Like any conversation where there is shocking news, it is best to keep your message short and to the point. And then wait while they process it. Do not keep talking or try to soften the blow. Your manager is going to need some time to process it. Use the handover document as a way to frame to conversation and stay on track.
Should you accept a counter offer?
Generally you should not.
If you get a counter offer it can be gratifying that the company values you so much to increase your salary. But you need to look at your goals that got you looking in the first place. Does the additional money, stock, offer match your goal?
If you have gone to all the effort to find another job you are showing you are committed to finding a new career. You have probably researched a set of new companies, gone through interviews, and talked about salary. Mentally you have probably already checked out of the new job, and looking forward to the future.
Studies have shown that people who take counter offers only last one additional year anyway. Anecdotally you hear stories about managers who feel betrayed and treat the employee poorly afterwards.
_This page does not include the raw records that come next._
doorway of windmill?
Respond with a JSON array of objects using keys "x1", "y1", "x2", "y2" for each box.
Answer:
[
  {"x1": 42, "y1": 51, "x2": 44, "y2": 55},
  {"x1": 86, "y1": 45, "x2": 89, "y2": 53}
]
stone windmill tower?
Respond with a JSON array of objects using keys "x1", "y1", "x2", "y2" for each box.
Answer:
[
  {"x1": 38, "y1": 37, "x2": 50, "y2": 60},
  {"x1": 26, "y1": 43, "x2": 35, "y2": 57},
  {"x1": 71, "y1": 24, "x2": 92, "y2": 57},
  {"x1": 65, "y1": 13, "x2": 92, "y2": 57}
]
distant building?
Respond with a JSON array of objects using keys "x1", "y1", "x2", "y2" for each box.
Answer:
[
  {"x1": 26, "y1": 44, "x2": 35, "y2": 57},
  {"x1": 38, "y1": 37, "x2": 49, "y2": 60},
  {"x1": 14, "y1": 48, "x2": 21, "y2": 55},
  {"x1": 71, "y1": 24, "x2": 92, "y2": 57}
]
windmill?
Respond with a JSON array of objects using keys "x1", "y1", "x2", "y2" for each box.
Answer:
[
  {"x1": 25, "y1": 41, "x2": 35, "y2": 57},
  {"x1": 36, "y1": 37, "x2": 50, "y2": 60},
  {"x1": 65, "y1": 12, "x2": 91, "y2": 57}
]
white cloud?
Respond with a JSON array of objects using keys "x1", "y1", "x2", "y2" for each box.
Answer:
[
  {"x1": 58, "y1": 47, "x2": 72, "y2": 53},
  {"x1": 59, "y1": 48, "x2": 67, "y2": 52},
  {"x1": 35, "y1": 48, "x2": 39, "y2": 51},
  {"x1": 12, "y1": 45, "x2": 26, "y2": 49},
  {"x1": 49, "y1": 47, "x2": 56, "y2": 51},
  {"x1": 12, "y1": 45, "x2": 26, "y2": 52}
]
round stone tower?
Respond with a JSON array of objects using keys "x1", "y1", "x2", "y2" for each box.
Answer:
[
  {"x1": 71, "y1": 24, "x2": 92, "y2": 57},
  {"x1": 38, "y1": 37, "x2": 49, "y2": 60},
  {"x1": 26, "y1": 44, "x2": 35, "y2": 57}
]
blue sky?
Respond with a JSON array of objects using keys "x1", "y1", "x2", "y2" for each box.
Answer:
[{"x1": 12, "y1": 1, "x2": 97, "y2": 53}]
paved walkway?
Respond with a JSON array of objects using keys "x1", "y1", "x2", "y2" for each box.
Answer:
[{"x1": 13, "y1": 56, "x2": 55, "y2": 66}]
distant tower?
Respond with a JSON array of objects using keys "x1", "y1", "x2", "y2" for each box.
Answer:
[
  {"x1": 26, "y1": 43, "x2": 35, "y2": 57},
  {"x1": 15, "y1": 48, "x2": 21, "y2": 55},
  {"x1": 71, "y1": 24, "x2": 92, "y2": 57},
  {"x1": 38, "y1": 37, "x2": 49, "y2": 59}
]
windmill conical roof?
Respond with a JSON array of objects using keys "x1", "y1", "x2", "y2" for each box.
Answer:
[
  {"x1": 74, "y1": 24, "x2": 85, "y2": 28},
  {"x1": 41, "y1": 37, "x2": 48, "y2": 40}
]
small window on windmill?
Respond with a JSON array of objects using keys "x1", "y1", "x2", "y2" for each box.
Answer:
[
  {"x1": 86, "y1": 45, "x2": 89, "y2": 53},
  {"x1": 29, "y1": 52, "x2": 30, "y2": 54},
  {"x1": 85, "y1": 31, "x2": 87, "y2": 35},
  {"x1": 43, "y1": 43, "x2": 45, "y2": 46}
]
You may get labelled as a traitor and flight risk.
If money is the key issue that will make you stay, then you probably should have had that discussion with your manager before you got this far. Managers are much more receptive to research and data on the market and giving them time to get approval, than to ultimatums of "pay me more or I will leave"
I know of times where the only way to get a pay rise or new role was to present a competing offer. This can actually be a response to external market pressure, as the company doesn’t want to increase salaries in response to every bump in the market. This approach makes the employee take some risk - what if they don't counter offer? If this is true you need to be prepared to leave in case you don't get the counter-offer.
Prepare your handover
Update your initial list, and build upon it with all the feedback from your manager. There will be more items, and more detail needed.
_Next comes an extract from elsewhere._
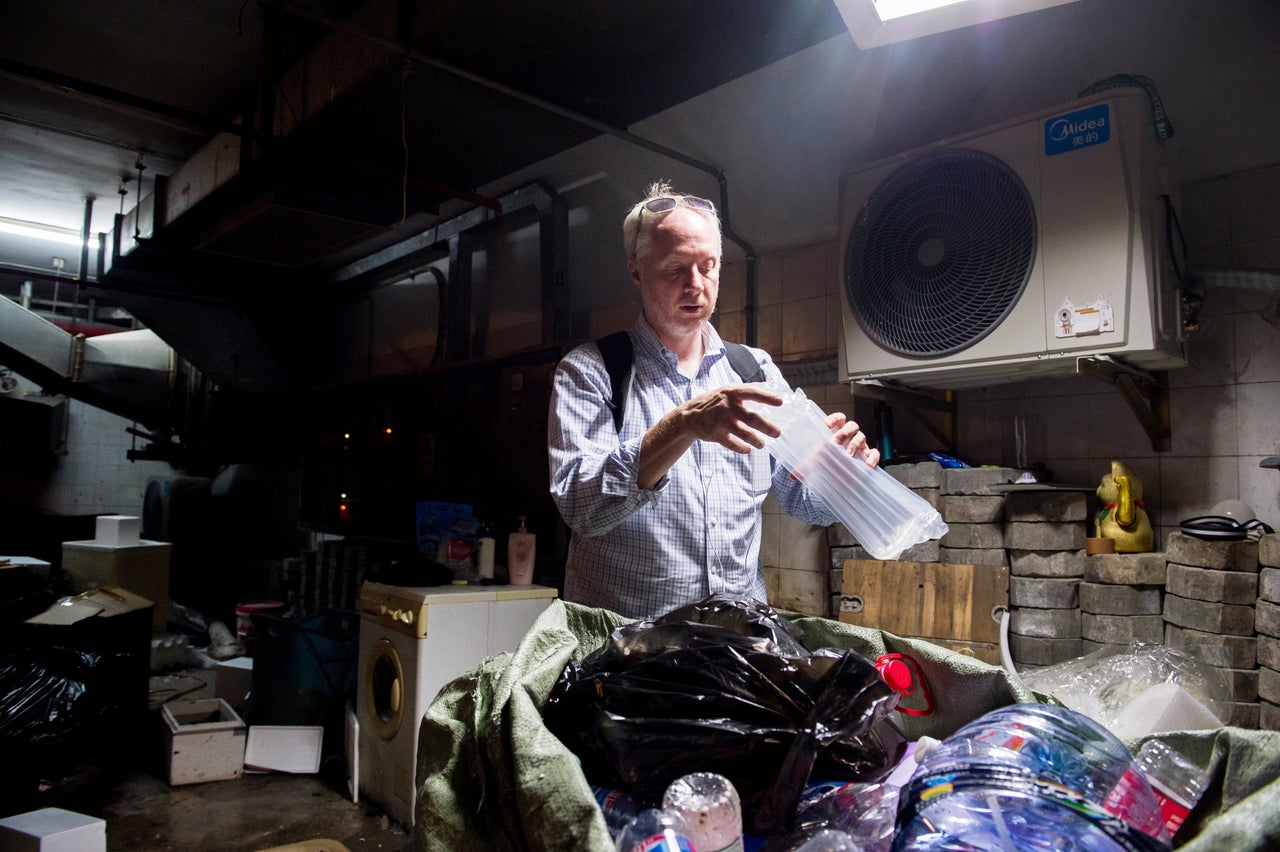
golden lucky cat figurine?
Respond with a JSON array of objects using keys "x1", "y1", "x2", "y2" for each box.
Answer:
[{"x1": 1096, "y1": 460, "x2": 1154, "y2": 552}]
One of the considerations is who should know about your departure and when? Your manager will immediately let the their chain of command know, but they likely will not let any of your peers know. So you will need to plan how the news is spread - I think of this as radiating outwards from you. Your immediate team or any long term friends should know first, then your peers, then other groups. Your closer colleagues may want to discuss it with you as they will want to understand your reasons, the wider groups less so.
Work through your updated list, and share it with your team. Previously we would get people to add it to a knowledge base like Confluence or SharePoint. Then the list can become a jump off point for all data and links if people need to follow after you are gone.
Book handover meetings with the person you are handing it over to. Make it clear that their name is on the project now. Go through all your task tracking tools like Jira, Trello, Asana, etc and reallocate your tasks to the new person.
Wrapping up in the last days
Work through your list regularly with your manager, highlighting the status of each item, and who is looking after the task. Make sure you are handing over everything you know.
HR may ask you to attend an exit interview to get a better understanding of why you are leaving. While you want to give honest answers to help your team, you don't want to just complain in the interview. You definitely don't want to make snappy comments that will get recorded, summarised and presented to management. You risk getting labelled as a complainer. If you do the interview, ensure all feedback is constructive and does not mention names.
If you can, book a final lunch for the team. Go out on a positive note with upbeat energy.
Prepare your exit email. Keep it short. Thank everyone, wish everyone success and offer contact details and linkedin accounts.